Briefly, CD14+ monocytes are differentiated into dendritic cells using the following procedure:
- Culture CD14+ cells in StemXVivo® Serum-Free Dendritic Cell Base Media supplemented with GM-CSF, IL-4, and Gentamicin.
- Replace the media every three days.
- Harvest immature MoDCs or use LPS to induce maturation
Reagents supplied in the StemXVivo® Serum-Free Dendritic Cell Base Media (Catalog # CCM003):
- 250 mL StemXVivo® Serum-Free Dendritic Cell Base Media
Reagents
- Human CD14+ monocytes isolated using the MagCellect Human CD14+ Cell Isolation Kit (Catalog # MAGH105) or equivalent
- Recombinant Human GM-CSF (Catalog # 215-GM)
- Recombinant Human IL-4 (Catalog # 204-IL)
- LPS
- Gentamicin (Catalog # B20192)
Materials
- Tissue culture flasks (25 cm2 or 75 cm2) or plates (6-well or 24-well)
- 15 mL centrifuge tubes
- Serological pipette
- Pipettes and pipette tips
- Hemocytometer
Equipment
- 37 °C and 5% CO2 incubator
- Centrifuge
- Vortex mixer
- Inverted Microscope
Differentiation of CD14+ Monocytes into Monocyte-derived Dendritic Cells Using StemXVivo® Serum-Free Dendritic Cell Base Media (Catalog # CCM003)
Thaw Human StemXVivo® Serum-Free Dendritic Cell Base Media.
Mix the thawed media by vortexing and warm the media in a 37 °C incubator.
Prepare the CD14+ cells from peripheral blood mononuclear cells.
Resuspend the purified CD14+ cells in Human StemXVivo® Serum-Free Dendritic Cell Base Media.

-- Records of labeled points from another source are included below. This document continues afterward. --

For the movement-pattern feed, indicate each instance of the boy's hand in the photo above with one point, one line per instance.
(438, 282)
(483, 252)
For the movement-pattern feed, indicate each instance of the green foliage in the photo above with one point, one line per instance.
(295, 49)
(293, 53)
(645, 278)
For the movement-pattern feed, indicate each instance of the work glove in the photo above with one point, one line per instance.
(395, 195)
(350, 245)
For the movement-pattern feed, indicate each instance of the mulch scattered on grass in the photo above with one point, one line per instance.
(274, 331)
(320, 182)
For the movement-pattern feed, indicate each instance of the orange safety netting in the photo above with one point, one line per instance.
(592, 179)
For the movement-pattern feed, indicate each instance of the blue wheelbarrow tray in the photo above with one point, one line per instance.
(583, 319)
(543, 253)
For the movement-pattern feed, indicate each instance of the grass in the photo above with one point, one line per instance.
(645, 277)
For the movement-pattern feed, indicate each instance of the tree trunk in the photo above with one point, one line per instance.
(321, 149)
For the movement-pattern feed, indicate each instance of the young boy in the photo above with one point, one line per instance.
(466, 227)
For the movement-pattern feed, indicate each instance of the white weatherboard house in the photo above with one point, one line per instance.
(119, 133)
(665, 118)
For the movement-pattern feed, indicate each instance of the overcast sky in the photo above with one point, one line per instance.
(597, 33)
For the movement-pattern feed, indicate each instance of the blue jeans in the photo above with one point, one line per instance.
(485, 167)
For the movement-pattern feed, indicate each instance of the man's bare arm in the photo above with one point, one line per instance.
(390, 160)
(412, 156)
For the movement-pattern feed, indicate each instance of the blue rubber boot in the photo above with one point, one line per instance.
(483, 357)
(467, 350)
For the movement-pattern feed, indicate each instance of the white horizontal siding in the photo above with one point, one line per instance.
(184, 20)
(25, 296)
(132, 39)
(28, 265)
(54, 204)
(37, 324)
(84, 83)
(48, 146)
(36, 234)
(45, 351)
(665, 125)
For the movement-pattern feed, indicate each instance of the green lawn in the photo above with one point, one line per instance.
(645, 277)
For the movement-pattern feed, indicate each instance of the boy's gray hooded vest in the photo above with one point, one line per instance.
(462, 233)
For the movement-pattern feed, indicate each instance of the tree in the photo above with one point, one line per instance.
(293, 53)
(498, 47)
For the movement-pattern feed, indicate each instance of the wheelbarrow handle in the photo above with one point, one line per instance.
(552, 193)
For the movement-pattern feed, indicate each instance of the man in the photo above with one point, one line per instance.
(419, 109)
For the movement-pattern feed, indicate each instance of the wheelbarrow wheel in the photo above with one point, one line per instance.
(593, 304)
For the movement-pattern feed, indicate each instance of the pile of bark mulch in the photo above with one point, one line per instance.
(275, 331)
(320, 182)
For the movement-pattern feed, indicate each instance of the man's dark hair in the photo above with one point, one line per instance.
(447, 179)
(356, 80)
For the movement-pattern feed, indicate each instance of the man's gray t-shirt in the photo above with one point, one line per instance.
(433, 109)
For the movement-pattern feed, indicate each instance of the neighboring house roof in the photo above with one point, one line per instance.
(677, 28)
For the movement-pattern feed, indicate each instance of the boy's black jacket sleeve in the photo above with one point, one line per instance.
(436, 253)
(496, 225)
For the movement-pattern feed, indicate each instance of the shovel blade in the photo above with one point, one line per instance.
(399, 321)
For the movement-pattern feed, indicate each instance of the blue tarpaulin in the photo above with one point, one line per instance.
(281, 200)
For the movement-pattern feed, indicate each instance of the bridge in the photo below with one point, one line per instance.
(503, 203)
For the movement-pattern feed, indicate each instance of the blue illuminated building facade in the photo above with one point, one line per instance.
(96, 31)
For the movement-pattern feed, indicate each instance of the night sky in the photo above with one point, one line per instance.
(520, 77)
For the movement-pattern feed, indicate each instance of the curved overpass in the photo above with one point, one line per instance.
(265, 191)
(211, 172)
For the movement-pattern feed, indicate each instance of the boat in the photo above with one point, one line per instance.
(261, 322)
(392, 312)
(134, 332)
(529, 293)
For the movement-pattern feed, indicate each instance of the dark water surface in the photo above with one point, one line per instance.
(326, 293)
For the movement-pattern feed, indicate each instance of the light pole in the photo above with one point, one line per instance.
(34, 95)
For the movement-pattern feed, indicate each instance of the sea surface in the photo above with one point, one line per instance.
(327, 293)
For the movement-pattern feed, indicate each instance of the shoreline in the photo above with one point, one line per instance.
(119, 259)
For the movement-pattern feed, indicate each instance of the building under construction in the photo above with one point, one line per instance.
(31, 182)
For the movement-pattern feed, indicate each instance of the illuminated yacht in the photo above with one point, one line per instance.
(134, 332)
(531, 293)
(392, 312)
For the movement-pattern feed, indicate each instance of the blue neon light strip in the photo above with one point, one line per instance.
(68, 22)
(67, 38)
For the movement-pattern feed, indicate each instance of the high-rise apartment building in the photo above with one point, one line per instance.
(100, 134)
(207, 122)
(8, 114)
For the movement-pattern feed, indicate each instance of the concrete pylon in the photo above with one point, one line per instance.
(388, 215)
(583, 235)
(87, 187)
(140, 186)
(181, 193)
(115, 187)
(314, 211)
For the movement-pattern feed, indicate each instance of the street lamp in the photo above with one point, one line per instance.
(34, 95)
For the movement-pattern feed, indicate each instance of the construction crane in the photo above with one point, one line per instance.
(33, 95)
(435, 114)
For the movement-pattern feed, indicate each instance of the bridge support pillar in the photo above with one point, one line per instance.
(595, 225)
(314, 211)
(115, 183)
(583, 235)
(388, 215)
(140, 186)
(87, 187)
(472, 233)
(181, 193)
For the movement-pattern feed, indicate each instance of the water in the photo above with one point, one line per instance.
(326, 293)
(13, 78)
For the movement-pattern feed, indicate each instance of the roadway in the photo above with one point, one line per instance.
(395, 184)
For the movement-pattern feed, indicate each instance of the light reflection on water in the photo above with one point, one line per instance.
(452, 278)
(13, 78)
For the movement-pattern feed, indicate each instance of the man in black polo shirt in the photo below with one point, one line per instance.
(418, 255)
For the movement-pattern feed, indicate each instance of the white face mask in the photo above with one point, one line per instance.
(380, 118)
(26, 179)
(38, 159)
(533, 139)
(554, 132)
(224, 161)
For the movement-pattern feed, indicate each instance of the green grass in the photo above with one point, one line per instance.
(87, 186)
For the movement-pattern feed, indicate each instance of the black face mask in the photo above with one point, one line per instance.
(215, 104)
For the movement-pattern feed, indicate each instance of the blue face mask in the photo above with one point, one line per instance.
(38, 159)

Perform a cell count and adjust the cell density to 1 x 106 cells/mL.
Supplement the media with Gentamicin, GM-CSF, and IL-4.
Add the cell suspension to the tissue culture flask or tissue culture plate.
Incubate the cells in a 37 °C and 5% CO2 humidified incubator for 7 days.
Change the media every three days.
Observe immature monocyte-derived dendritic cells (MoDCs) from day 5 to day 7.
Induce maturation of MoDCs by adding LPS to the cell suspension on day 7 and incubating for 48 hours.